米沢出身、明治神宮や上杉神社設計
築地本願寺や明治神宮、平安神宮を設計し、建築界で初めて文化勲章を受章した建築家、伊東忠太(1867~1954)をどうすればより知ってもらえるか。出身地の米沢の市民らが「妖怪」に目をつけ、地元にちなんだお菓子の新商品が誕生した。
米沢藩医の次男として生まれた伊東は、それまでの「造家学」を「建築学」に改称するように提唱。東京帝国大学教授を務めたほか、神社仏閣設計の第一人者として県内でも上杉神社(米沢市)や明善寺(山形市)などを手がけた。
「米沢市名誉市民第1号でもあるのに、地元の人にあまり知られていない。建築界の草分け的な存在が、米沢から出たことを知ってほしい」
地元の伝統工芸や歴史を発信しようと活動するNPO法人「米沢伝承館」理事長の斎藤英助さん(68)らが着目したのが、伊東の「妖怪好き」だった。

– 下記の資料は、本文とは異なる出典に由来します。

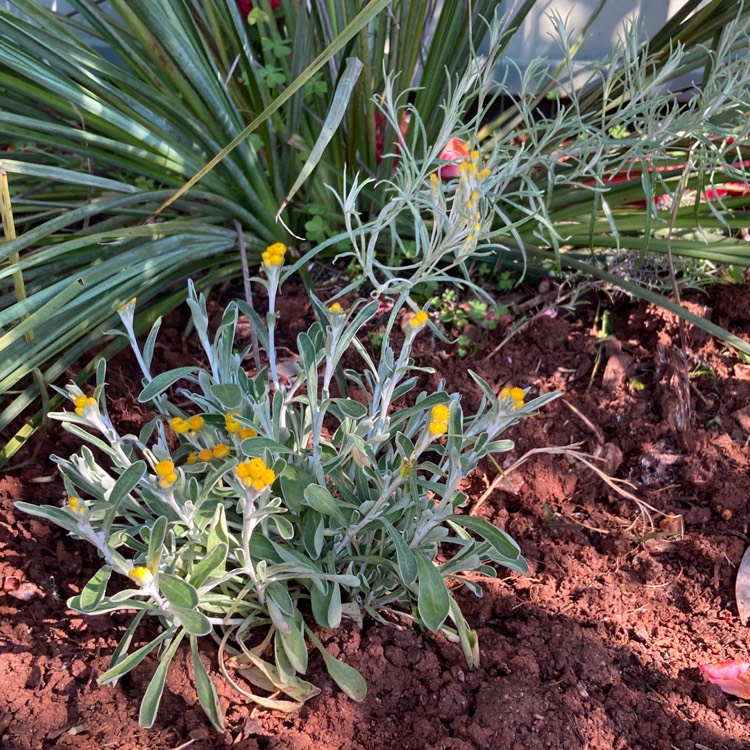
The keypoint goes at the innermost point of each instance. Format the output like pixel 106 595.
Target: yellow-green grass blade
pixel 362 19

伊東は建築の際に不可思議な動物や妖怪で外観を飾ることがあり、築地本願寺や湯島聖堂、一橋大学兼松講堂が知られている。「怪奇図案集甲」として妖怪画約400点も残し、日本建築学会のホームページでも紹介されている。
米沢伝承館はこの中から20点を選び、2018年から、著作権をもつ同学会から使用許諾を受けようと交渉をつづけてきた。
学会側は出身地・米沢からの申請を受け、積極的に協力。22年7月、4年がかりで使用契約が結ばれ、伊東の妖怪画を使った商品が全国で初めて誕生した。
商品は県産米100%のかりんとうで、味は「うこぎ味噌」「黒糖」の2種類。ウコギは米沢藩9代藩主・上杉鷹山が食用を兼ねた生け垣として栽培を奨励した。黒糖は沖縄県の多良間島産。伊藤が首里城を調査して保存に尽力したほか、最後の米沢藩主・上杉茂憲が沖縄県令を務めた縁もあり使った。
それぞれ1袋が入った詰め合わせ商品の箱に、10種類の妖怪画が描かれている。箱の掛け帯の色は首里城をイメージした赤。こちらにも10種類の妖怪画がデザインされた。
斎藤さんは「妖怪画はとてもかわいく、異次元の世界のようでおもしろい。箱は食べ終わった後も小物入れなどに使い、忠太博士のことに興味を持つ人が増えてほしい」と期待を寄せる。
米沢伝承館が販売する「お米のかりんとう」の詰め合わせ商品は1458円(税込み)。「道の駅米沢」で購入できる。